O ceticismo em torno da adoção planejada do Bitcoin por El Salvador como moeda legal continua crescendo, com uma pesquisa recente revelando que muitos não estão a bordo.

A esmagadora maioria dos salvadorenhos não concorda com o Bitcoin, pelo menos de acordo com uma pesquisa recente. o pesquisa conduzido pelo Instituto de Opinião Pública da Universidade da América Central (UCA) revelou que 7 em cada 10 cidadãos de El Salvador não estão particularmente entusiasmados com a iminente lei do Bitcoin. Aconteceu em agosto e os resultados são semelhantes aos da pesquisa realizada pela Disruptiva em julho.

Publicidade - OTZAds

O país centro-americano tem recebido críticas e apoio desde que o presidente Nayib Bukele revelou planos de adotar o Bitcoin como moeda. Embora a mudança represente um marco significativo, várias instituições financeiras e economistas encontraram falhas nela. Bukele, o presidente experiente em tecnologia, afirmou que a “aposta” do Bitcoin será positiva para o país.

Os resultados da pesquisa UCA vêm menos de uma semana antes da legislação BTC ser promulgada em lei. Tem havido oposição sobre o assunto, com alguns salvadorenhos levando a resistência às ruas. Na sexta-feira, um grupo de manifestantes se reuniu em San Salvador para protestar contra o projeto de lei que entrará em vigor em 7 de setembro.

A pesquisa também mostrou que 20% dos salvadorenhos não confiam no ativo digital. Dos indivíduos entrevistados, 43% concordaram que a economia geral de El Salvador se deterioraria após a adoção do cripto ativo como moeda. Apenas 17% dos entrevistados confiam na melhora da economia.

Publicidade - OTZAds

Bukele já anunciou que a adoção seria facilitada por meio de um aplicativo de carteira Bitcoin denominado ‘chivo’. A recepção da carteira está longe de ser boa, pois os resultados da pesquisa revelam que há pouco interesse nela. O mesmo vale para os $ 30 grátis em BTC que o governo prometeu lançar no ar.

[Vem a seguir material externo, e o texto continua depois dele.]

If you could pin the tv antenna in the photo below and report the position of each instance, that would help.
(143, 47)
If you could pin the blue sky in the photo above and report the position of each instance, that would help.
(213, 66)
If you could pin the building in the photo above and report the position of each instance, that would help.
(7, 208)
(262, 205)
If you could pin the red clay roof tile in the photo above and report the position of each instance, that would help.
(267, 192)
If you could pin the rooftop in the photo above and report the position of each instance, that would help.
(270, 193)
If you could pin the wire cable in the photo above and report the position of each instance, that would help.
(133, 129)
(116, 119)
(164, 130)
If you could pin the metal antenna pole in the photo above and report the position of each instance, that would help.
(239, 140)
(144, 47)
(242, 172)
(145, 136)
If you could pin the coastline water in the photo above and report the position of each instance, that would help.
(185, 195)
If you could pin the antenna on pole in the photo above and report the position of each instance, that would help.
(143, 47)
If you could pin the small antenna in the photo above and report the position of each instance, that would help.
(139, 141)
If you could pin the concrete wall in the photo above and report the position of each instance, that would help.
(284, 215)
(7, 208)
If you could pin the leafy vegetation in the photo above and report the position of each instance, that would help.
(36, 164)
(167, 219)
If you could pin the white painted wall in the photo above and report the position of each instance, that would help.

A maioria (65%) dos participantes da pesquisa afirmou não ter interesse na carteira, com apenas 5,5% respondendo positivamente. Também há grandes lacunas de conscientização, pois 9 em cada 10 habitantes locais têm pouco ou nenhum conhecimento do ativo. Três quintos dos participantes contestaram o uso de fundos públicos para facilitar a adoção. A diferença era noite e dia na questão de se o uso de Bitcoin deveria ser opcional ou obrigatório. Assombrosos 96% dos entrevistados concordaram com a opção anterior de uso do Bitcoin como voluntário.

Embora as descobertas pareçam inclinar-se para um lado, é importante notar que a pesquisa envolveu apenas 1.281 pessoas. Como tal, pode não necessariamente pintar uma imagem precisa do que acredita toda a população de 6,5 milhões de pessoas.